Let ABC be a triangle and A'B'C' the pedal triangle of N.
Denote:
Ab, Ac = the orthogonal projections of A' on NB', NC', resp.
A"B"C" = the triangle bounded by AbAc, BcBa, CaCb, resp.
A* = NA' intersection AbAc. Similarly B*, C*.
A*B*C* is the medial triangle of A"B"C"
Locus:
Let ABC be a triangle and A'B'C' the pedal triangle of a point P.
Denote:
Ab, Ac = the orthogonal projections of A' on PB', PC', resp.
A"B"C" = the triangle bounded by AbAc, BcBa, CaCb, resp.
A* = PA' intersection AbAc.

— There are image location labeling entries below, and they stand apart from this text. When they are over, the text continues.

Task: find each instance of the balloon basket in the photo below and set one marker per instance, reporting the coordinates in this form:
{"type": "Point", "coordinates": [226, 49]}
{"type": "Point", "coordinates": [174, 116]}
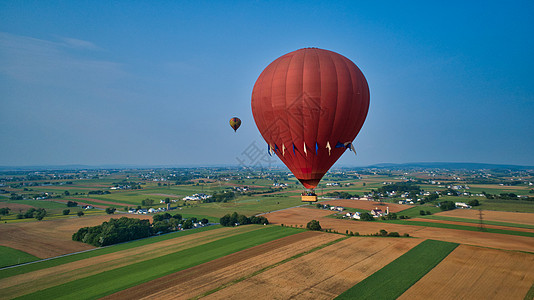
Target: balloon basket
{"type": "Point", "coordinates": [309, 198]}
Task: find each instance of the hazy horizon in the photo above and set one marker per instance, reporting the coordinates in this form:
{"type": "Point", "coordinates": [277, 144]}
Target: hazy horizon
{"type": "Point", "coordinates": [155, 83]}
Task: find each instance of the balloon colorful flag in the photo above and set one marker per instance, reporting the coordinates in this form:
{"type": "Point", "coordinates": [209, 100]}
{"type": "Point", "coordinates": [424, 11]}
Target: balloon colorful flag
{"type": "Point", "coordinates": [310, 101]}
{"type": "Point", "coordinates": [235, 122]}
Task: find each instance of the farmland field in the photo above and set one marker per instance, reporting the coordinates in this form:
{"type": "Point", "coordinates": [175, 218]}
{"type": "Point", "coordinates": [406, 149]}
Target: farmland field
{"type": "Point", "coordinates": [264, 262]}
{"type": "Point", "coordinates": [50, 238]}
{"type": "Point", "coordinates": [391, 281]}
{"type": "Point", "coordinates": [322, 274]}
{"type": "Point", "coordinates": [103, 283]}
{"type": "Point", "coordinates": [221, 271]}
{"type": "Point", "coordinates": [10, 256]}
{"type": "Point", "coordinates": [301, 216]}
{"type": "Point", "coordinates": [477, 273]}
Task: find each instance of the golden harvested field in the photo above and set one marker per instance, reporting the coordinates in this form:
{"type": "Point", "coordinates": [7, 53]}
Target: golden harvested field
{"type": "Point", "coordinates": [474, 225]}
{"type": "Point", "coordinates": [301, 216]}
{"type": "Point", "coordinates": [30, 282]}
{"type": "Point", "coordinates": [51, 238]}
{"type": "Point", "coordinates": [15, 207]}
{"type": "Point", "coordinates": [477, 273]}
{"type": "Point", "coordinates": [367, 205]}
{"type": "Point", "coordinates": [208, 276]}
{"type": "Point", "coordinates": [490, 215]}
{"type": "Point", "coordinates": [322, 274]}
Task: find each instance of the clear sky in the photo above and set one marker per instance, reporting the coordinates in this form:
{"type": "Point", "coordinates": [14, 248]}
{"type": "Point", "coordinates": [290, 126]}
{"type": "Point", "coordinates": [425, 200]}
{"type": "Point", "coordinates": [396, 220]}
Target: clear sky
{"type": "Point", "coordinates": [155, 82]}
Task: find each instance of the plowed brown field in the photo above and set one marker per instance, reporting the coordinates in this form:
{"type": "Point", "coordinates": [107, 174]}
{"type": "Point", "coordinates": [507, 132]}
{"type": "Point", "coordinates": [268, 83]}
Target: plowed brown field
{"type": "Point", "coordinates": [500, 216]}
{"type": "Point", "coordinates": [202, 278]}
{"type": "Point", "coordinates": [367, 205]}
{"type": "Point", "coordinates": [477, 273]}
{"type": "Point", "coordinates": [51, 238]}
{"type": "Point", "coordinates": [15, 207]}
{"type": "Point", "coordinates": [301, 216]}
{"type": "Point", "coordinates": [26, 283]}
{"type": "Point", "coordinates": [474, 224]}
{"type": "Point", "coordinates": [322, 274]}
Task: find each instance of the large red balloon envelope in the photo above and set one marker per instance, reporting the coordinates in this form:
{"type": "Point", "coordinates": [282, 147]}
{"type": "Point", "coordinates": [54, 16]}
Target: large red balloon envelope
{"type": "Point", "coordinates": [309, 105]}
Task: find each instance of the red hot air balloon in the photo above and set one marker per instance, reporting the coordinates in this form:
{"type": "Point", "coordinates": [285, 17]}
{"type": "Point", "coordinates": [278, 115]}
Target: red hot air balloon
{"type": "Point", "coordinates": [309, 105]}
{"type": "Point", "coordinates": [235, 122]}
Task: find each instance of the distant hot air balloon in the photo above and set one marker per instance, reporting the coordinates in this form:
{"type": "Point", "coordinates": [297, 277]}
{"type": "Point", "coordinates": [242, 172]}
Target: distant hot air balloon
{"type": "Point", "coordinates": [235, 122]}
{"type": "Point", "coordinates": [309, 105]}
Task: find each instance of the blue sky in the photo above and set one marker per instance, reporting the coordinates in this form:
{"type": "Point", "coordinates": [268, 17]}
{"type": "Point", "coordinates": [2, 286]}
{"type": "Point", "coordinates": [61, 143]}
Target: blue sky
{"type": "Point", "coordinates": [155, 82]}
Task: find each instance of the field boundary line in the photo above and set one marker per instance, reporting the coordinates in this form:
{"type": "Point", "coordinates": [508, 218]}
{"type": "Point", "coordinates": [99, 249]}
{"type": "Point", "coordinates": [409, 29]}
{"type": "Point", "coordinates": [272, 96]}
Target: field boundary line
{"type": "Point", "coordinates": [530, 293]}
{"type": "Point", "coordinates": [398, 276]}
{"type": "Point", "coordinates": [235, 281]}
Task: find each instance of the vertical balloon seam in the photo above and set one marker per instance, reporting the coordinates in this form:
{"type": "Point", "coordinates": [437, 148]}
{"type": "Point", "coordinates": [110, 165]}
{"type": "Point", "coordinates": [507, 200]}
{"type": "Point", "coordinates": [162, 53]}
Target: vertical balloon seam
{"type": "Point", "coordinates": [348, 131]}
{"type": "Point", "coordinates": [297, 162]}
{"type": "Point", "coordinates": [312, 54]}
{"type": "Point", "coordinates": [270, 132]}
{"type": "Point", "coordinates": [291, 163]}
{"type": "Point", "coordinates": [328, 60]}
{"type": "Point", "coordinates": [331, 161]}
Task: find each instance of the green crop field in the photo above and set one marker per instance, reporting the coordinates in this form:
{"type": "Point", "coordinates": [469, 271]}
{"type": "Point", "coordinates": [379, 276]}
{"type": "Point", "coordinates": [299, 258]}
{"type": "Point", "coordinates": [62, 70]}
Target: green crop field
{"type": "Point", "coordinates": [99, 251]}
{"type": "Point", "coordinates": [474, 221]}
{"type": "Point", "coordinates": [111, 281]}
{"type": "Point", "coordinates": [414, 211]}
{"type": "Point", "coordinates": [10, 256]}
{"type": "Point", "coordinates": [398, 276]}
{"type": "Point", "coordinates": [460, 227]}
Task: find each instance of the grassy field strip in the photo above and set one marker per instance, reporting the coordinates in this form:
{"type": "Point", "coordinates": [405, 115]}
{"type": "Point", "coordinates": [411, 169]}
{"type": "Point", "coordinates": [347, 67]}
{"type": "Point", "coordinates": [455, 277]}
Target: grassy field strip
{"type": "Point", "coordinates": [462, 227]}
{"type": "Point", "coordinates": [43, 264]}
{"type": "Point", "coordinates": [10, 256]}
{"type": "Point", "coordinates": [476, 273]}
{"type": "Point", "coordinates": [396, 277]}
{"type": "Point", "coordinates": [270, 267]}
{"type": "Point", "coordinates": [530, 293]}
{"type": "Point", "coordinates": [27, 283]}
{"type": "Point", "coordinates": [105, 283]}
{"type": "Point", "coordinates": [486, 222]}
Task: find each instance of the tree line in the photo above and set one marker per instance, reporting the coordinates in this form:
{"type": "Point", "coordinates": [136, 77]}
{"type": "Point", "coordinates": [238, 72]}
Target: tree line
{"type": "Point", "coordinates": [126, 229]}
{"type": "Point", "coordinates": [234, 219]}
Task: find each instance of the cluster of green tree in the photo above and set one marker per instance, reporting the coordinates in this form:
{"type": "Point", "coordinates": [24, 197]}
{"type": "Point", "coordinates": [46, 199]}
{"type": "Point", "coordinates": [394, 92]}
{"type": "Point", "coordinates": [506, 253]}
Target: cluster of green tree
{"type": "Point", "coordinates": [231, 220]}
{"type": "Point", "coordinates": [506, 196]}
{"type": "Point", "coordinates": [383, 232]}
{"type": "Point", "coordinates": [98, 192]}
{"type": "Point", "coordinates": [113, 232]}
{"type": "Point", "coordinates": [473, 202]}
{"type": "Point", "coordinates": [15, 196]}
{"type": "Point", "coordinates": [164, 223]}
{"type": "Point", "coordinates": [366, 217]}
{"type": "Point", "coordinates": [340, 195]}
{"type": "Point", "coordinates": [72, 204]}
{"type": "Point", "coordinates": [133, 185]}
{"type": "Point", "coordinates": [223, 196]}
{"type": "Point", "coordinates": [110, 210]}
{"type": "Point", "coordinates": [429, 198]}
{"type": "Point", "coordinates": [400, 187]}
{"type": "Point", "coordinates": [314, 225]}
{"type": "Point", "coordinates": [147, 202]}
{"type": "Point", "coordinates": [451, 192]}
{"type": "Point", "coordinates": [447, 205]}
{"type": "Point", "coordinates": [38, 213]}
{"type": "Point", "coordinates": [390, 216]}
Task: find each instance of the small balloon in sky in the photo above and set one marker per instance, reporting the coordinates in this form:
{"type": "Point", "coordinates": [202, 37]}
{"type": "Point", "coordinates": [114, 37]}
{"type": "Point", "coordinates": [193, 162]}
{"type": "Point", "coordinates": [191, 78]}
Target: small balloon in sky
{"type": "Point", "coordinates": [235, 122]}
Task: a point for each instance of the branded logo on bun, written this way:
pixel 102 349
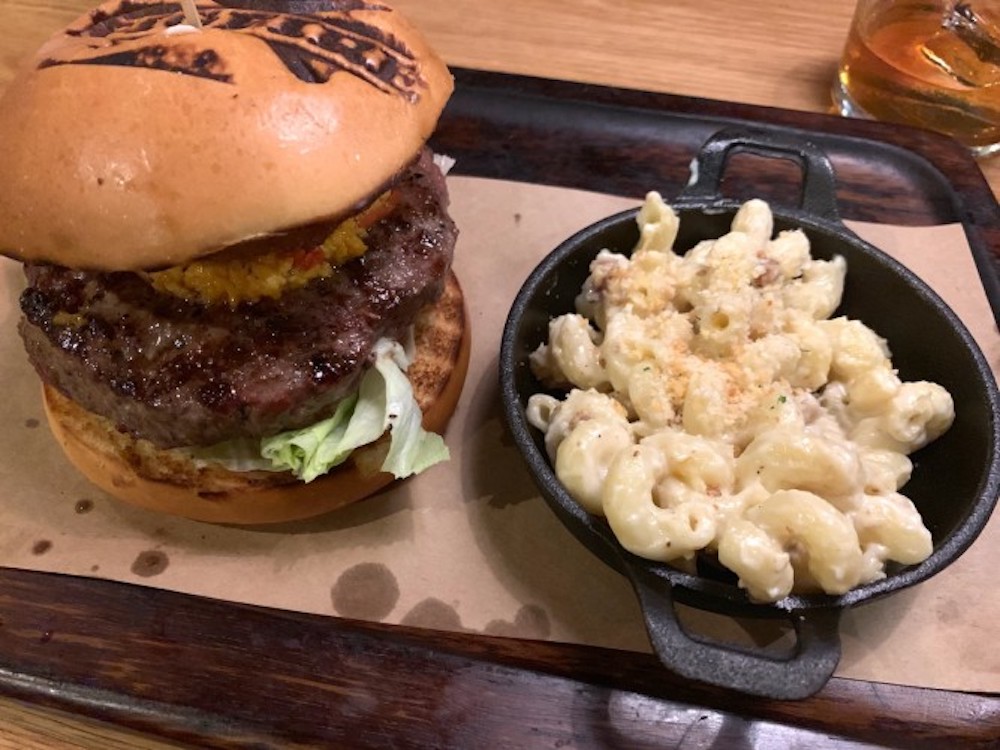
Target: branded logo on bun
pixel 237 251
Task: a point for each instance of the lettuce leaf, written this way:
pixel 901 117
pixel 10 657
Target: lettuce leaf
pixel 384 401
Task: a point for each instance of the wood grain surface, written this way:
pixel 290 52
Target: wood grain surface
pixel 771 53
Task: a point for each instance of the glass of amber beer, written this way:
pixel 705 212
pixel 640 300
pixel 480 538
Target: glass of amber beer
pixel 931 63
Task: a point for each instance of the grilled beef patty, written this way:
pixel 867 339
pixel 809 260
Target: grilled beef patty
pixel 182 373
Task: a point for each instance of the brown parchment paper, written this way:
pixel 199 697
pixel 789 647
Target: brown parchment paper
pixel 470 545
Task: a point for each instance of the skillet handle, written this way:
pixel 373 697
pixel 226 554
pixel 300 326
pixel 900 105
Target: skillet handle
pixel 819 182
pixel 815 657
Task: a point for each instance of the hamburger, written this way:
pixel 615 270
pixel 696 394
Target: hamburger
pixel 239 296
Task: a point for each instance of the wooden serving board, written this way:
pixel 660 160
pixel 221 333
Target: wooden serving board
pixel 231 676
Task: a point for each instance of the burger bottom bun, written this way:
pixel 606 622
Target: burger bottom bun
pixel 138 473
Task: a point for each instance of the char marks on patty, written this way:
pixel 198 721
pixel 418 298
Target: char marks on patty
pixel 182 373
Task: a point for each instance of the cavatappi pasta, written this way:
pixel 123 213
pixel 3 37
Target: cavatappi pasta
pixel 713 404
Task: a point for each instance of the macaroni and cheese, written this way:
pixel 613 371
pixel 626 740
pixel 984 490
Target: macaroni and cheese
pixel 712 404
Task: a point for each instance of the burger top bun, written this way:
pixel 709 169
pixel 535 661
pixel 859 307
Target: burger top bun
pixel 133 140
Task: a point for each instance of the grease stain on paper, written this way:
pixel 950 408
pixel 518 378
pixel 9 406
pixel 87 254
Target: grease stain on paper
pixel 41 547
pixel 151 562
pixel 530 621
pixel 434 614
pixel 366 591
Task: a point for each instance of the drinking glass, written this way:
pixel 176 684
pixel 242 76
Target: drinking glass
pixel 931 63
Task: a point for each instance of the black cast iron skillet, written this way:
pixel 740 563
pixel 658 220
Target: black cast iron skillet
pixel 955 481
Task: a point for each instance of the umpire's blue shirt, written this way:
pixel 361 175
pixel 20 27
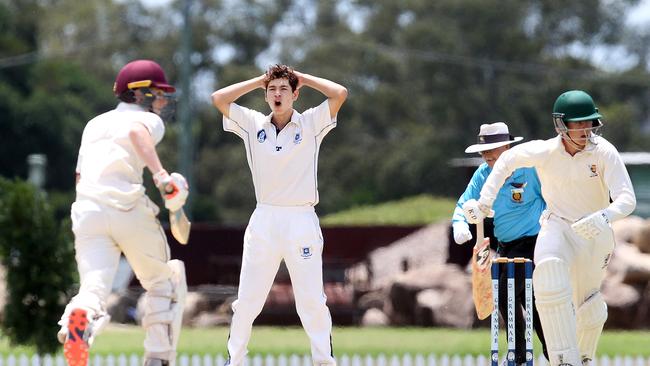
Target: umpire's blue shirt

Similarly B*, C*.
Which is the locus of P such that A*B*C*and A"B"C" are perspective?
[César Lozada]:
Locus = {Line at infinity} \/ {cubic K044 ( Euler central cubic) through ETC’s X(3), X(4), X(5), X(52), X(68), X(155), X(5562), X(8800), X(8905), X(8906) and vertices of triangles ABC, EULER2, JOHNSON, ORTHIC}
ETC pairs (P,Z(P)=perspector): (3,3), (4,6748), (5,6688)
Z(X(52)) = {4,193} /\ {30,52}
= 2*a^10-7*(b^2+c^2)*a^8+2*(5*b^ 4+8*b^2*c^2+5*c^4)*a^6-8*(c^6+ b^6)*a^4+4*(b^2-c^2)^2*(b^4-b^ 2*c^2+c^4)*a^2-(b^4-c^4)*(b^2- c^2)^3 : : (barycentrics)
= X(20)-3*X(11245) = 3*X(3060)-X(3575) = 9*X(3060)-X(12278) = 3*X(3575)-X(12278)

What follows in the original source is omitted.